Sand plays a strategic role in delivering ecosystem services, vital infrastructure for economic development, providing livelihoods within communities and maintaining biodiversity. It is linked to all 17 Sustainable Development Goals (SDGs) either directly or indirectly. Despite the strategic importance of sand, its extraction, sourcing, use, and management remain largely ungoverned in many regions of the world, leading to numerous environmental and social consequences that have been largely overlooked.
At UNEA 4, the first “Sand and sustainability finding new solutions for environmental governance” (UNEP 2019) raised the awareness on this issue, which was until recently overlooked and started to gather solutions.
Despite sand being the most used solid material - 50 billion tons per year, global attention about the sheer scale and impact of sand extraction remains limited. “Sand and Sustainability: 10 Strategic Recommendations to Avert a Crisis” therefore consolidates the expertise in sand and sustainability from different sectors to bring attention to the impacts from the current state of extraction, use and (mis)management, putting forward recommendations for actions to set the global sand agenda in addressing environmental sustainability needs alongside justice, equity, technical, economic, and political considerations.

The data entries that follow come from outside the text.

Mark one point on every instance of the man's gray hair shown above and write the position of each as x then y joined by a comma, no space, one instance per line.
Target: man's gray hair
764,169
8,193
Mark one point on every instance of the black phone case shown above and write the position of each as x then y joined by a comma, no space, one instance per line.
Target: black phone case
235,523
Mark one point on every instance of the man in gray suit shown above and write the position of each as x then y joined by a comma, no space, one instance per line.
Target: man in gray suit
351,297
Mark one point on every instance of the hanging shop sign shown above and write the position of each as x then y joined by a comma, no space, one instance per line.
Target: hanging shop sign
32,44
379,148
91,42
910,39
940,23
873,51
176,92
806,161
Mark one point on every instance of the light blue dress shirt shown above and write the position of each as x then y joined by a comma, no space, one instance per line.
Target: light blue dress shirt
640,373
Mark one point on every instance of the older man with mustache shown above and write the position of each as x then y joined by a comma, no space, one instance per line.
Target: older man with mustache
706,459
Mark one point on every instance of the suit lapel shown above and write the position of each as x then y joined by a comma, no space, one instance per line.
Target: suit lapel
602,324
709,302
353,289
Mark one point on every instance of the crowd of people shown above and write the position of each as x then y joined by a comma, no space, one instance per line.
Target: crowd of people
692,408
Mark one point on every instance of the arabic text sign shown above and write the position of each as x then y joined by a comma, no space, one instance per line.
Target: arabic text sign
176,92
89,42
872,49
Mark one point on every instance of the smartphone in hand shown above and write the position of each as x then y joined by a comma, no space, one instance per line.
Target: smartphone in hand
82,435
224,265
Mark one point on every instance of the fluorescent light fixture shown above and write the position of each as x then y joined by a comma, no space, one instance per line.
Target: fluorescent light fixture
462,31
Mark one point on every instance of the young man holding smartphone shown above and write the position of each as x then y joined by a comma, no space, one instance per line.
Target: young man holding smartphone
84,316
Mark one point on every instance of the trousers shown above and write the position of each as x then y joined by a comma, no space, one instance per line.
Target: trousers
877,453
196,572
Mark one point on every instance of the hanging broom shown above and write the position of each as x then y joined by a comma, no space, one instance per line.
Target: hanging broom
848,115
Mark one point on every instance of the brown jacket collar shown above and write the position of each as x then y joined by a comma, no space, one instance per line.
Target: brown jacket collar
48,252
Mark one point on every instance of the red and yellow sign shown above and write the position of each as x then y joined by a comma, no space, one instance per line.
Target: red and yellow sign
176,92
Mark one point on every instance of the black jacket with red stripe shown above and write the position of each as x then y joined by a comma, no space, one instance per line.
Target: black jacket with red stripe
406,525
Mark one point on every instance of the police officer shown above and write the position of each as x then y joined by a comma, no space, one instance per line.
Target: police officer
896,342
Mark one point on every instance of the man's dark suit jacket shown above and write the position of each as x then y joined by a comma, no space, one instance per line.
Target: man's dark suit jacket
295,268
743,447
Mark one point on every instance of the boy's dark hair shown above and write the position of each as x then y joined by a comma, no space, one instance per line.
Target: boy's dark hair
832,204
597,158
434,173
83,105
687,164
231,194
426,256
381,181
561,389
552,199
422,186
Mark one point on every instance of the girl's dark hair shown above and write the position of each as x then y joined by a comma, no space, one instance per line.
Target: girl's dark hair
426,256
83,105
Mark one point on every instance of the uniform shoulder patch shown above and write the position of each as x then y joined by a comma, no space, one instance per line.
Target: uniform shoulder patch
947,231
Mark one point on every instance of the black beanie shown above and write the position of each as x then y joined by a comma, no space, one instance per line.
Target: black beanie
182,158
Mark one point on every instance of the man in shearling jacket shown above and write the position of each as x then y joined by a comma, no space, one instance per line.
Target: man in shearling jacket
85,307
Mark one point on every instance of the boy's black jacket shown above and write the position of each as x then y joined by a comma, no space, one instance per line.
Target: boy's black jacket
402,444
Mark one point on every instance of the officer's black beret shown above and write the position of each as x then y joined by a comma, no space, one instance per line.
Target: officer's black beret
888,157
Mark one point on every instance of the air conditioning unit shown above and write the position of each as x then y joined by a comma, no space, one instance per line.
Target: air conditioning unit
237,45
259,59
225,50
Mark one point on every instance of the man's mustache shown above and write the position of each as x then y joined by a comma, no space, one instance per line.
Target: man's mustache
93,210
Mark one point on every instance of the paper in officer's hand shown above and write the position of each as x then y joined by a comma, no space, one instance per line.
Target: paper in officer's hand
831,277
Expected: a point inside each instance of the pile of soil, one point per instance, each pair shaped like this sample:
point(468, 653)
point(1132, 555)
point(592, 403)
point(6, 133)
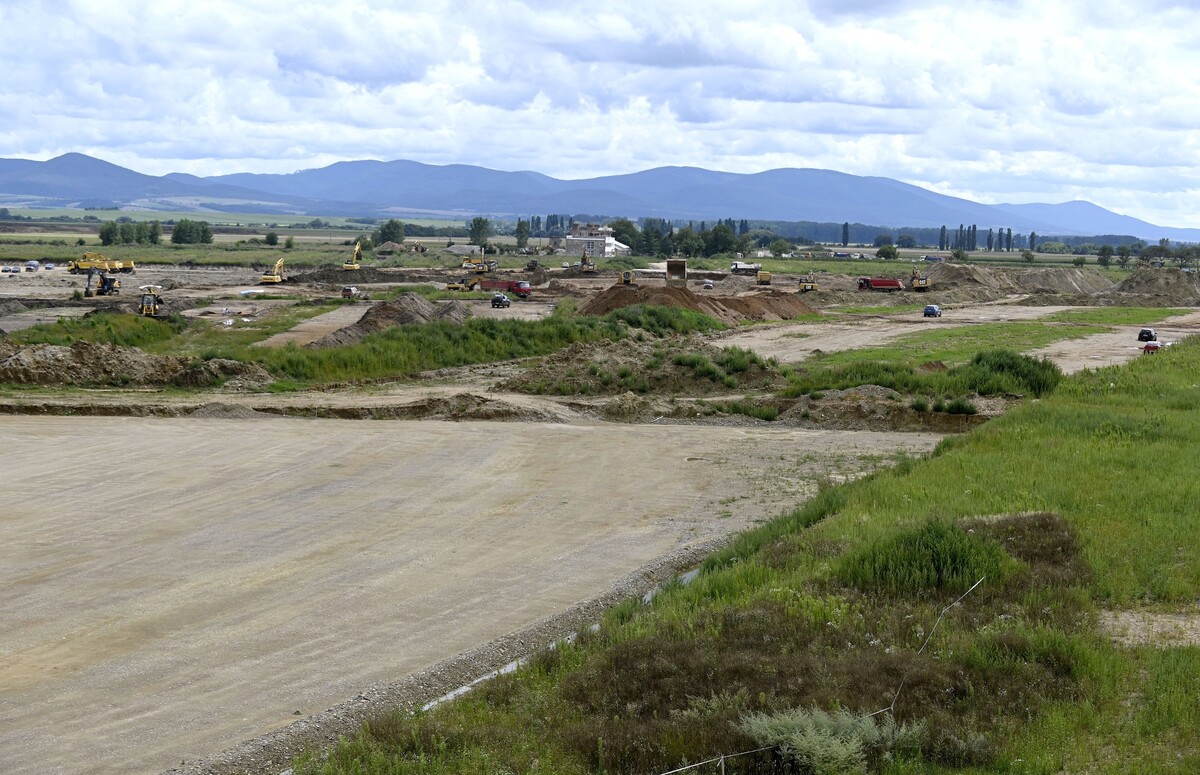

This report is built with recommendations from the world experts on this topic, canvas via interviews, experts round table and direct contribution of more than 20 lead authors. It is supporting three resolutions from the UN Environment Assembly:
- UNEA 4, on Mineral Resource Governance (sand is the most extracted material in volume)
- UNEA 4, on Sustainable and Resilient Infrastructure (infrastructure requires sand as a building material).
- UNEA 5, Environmental aspects of minerals and metals management (requesting to raise our environmental standards on how to manage these resources).
And the IUCN motion « For the urgent global management of marine and coastal sand resources ».